EGU2020-19177
https://doi.org/10.5194/egusphere-egu2020-19177
EGU General Assembly 2020
© Author(s) 2020. This work is distributed under
the Creative Commons Attribution 4.0 License.

Studying heat waves and warm summers in numerical climate models with a rare event algorithm

Francesco Ragone and Freddy Bouchet
Francesco Ragone and Freddy Bouchet
  • École normale supérieure de Lyon, Lyon, France (francesco.ragone@ens-lyon.fr)

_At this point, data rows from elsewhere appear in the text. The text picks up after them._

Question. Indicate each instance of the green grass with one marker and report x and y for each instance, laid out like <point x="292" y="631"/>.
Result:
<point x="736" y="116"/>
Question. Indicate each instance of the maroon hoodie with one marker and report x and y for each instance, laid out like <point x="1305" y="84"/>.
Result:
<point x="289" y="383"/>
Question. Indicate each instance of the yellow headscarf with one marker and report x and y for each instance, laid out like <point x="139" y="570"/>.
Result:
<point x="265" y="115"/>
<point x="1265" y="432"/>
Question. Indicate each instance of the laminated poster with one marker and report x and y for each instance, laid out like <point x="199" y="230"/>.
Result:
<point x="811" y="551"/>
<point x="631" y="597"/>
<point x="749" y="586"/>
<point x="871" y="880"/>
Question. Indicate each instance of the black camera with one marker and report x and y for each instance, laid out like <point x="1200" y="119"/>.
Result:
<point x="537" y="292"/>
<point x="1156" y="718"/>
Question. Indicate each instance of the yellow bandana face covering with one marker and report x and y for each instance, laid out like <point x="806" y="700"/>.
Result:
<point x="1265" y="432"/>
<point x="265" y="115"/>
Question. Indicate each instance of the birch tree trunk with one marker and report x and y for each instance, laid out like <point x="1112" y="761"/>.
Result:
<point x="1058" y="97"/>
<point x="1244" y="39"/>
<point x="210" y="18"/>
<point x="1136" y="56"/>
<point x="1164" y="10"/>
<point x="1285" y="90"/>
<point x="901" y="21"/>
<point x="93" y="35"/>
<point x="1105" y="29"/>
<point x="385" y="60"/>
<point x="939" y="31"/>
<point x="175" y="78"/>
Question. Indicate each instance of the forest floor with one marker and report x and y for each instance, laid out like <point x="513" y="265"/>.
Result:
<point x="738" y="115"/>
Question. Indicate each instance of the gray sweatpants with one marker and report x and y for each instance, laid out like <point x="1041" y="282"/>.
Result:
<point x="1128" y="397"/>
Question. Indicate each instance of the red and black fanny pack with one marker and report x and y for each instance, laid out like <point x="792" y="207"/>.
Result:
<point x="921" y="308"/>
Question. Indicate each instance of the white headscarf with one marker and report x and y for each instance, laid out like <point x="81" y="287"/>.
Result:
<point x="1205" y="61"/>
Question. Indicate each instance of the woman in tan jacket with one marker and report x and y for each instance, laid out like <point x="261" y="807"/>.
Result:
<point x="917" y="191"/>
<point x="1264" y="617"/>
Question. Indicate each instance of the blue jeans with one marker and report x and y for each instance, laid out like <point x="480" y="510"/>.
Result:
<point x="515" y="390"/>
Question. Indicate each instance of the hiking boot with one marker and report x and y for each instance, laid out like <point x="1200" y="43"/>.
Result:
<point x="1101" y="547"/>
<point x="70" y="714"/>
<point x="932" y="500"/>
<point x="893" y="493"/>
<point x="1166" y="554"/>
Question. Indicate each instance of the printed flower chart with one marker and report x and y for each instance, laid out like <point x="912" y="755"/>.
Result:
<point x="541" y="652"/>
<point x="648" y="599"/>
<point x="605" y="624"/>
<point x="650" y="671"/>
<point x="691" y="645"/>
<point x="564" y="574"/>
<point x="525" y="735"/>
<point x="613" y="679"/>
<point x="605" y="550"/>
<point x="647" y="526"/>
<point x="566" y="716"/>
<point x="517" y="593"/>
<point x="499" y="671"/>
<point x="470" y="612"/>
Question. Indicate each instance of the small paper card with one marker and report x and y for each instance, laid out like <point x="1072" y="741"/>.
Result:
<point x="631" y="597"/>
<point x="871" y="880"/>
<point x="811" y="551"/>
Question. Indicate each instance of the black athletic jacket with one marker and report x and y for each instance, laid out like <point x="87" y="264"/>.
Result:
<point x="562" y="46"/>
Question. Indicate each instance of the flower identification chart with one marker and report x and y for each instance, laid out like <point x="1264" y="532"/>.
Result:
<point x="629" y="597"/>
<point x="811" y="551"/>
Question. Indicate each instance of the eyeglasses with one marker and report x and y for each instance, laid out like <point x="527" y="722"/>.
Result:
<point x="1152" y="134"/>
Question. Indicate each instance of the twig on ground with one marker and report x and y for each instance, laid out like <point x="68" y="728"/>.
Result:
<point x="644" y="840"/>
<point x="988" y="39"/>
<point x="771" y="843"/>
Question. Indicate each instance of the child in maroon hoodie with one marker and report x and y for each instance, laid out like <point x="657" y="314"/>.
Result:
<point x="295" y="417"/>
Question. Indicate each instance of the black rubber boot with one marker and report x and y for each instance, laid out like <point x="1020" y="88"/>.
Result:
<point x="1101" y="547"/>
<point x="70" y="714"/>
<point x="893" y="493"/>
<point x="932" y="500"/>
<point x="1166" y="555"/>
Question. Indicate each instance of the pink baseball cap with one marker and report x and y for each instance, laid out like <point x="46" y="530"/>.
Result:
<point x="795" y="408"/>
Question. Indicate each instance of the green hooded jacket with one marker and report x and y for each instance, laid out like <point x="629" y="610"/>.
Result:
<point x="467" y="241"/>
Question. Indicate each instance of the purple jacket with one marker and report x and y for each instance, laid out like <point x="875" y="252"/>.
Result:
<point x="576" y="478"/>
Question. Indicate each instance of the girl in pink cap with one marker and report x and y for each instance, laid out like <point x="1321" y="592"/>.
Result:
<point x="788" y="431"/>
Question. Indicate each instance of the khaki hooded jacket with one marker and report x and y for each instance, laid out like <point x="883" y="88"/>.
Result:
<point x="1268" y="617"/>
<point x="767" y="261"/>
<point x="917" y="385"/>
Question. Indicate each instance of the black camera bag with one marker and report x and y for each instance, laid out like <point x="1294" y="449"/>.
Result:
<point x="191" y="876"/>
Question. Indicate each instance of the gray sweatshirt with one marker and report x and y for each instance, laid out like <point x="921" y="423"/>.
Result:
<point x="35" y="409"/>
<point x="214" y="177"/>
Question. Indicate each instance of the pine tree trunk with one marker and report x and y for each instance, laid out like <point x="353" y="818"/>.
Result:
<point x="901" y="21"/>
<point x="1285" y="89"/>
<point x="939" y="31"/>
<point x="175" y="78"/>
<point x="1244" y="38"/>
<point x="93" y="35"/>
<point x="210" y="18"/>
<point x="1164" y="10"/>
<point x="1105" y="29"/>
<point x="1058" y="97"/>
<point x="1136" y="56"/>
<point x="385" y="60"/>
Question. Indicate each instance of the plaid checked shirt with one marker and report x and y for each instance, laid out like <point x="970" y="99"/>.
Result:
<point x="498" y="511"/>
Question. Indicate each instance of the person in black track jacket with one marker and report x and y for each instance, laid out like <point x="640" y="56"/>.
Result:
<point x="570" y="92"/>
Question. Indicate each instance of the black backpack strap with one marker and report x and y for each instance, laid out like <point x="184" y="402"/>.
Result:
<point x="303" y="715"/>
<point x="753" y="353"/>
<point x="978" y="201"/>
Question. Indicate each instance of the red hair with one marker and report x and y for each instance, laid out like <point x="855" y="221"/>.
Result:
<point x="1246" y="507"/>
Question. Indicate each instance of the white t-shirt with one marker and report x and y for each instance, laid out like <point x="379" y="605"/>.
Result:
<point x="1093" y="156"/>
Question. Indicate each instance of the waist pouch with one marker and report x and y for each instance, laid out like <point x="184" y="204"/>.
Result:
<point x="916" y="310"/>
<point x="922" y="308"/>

Extreme events are a major topic of interest in climate science. Studying rare extreme events with complex numerical climate models is computationally challenging, since in principle very long simulations are needed to sample a sufficient number of events to provide a reliable statistics. This problem can be tackled using rare event algorithms, numerical tools developed in the past decades in mathematics and statistical physics, dedicated to the reduction of the computational effort required to sample rare events in dynamical systems. Typically they are designed as genetic algorithms, in which a set of suppression and cloning rules are applied to an ensemble simulation in order to focus the computational effort on the trajectories leading to the events of interest. Recently we showed the great potential of rare event algorithms for climate modelling, applying a rare event algorithm to study extremes of European surface temperature in Plasim, an intermediate complexity model, in absence of external time dependent forcings (no seasonal and daily cycles). Here we go beyond these limitations, studying extreme heat waves and warm summers in the Northern extratropics in fully realistic conditions including daily and seasonal cycles, both in Plasim and in the state of the art Earth system model CESM. We show how the algorithm allows to sample extreme events characterised by persistency on different time scales, discussing links with large deviation theory. We show how one can characterise the statistics of heat waves and warm summers with extremely large return times, with computational costs orders of magnitude smaller than with direct sampling, and reach ultra rare events that would have been impossible to observe otherwise. We analyse the emergence of teleconnection patterns during the extreme events and their relation to the dynamics of planetary waves. Finally we discuss how these results open the way to the systematic application of these techniques to a vast range of applicative and theoretical studies.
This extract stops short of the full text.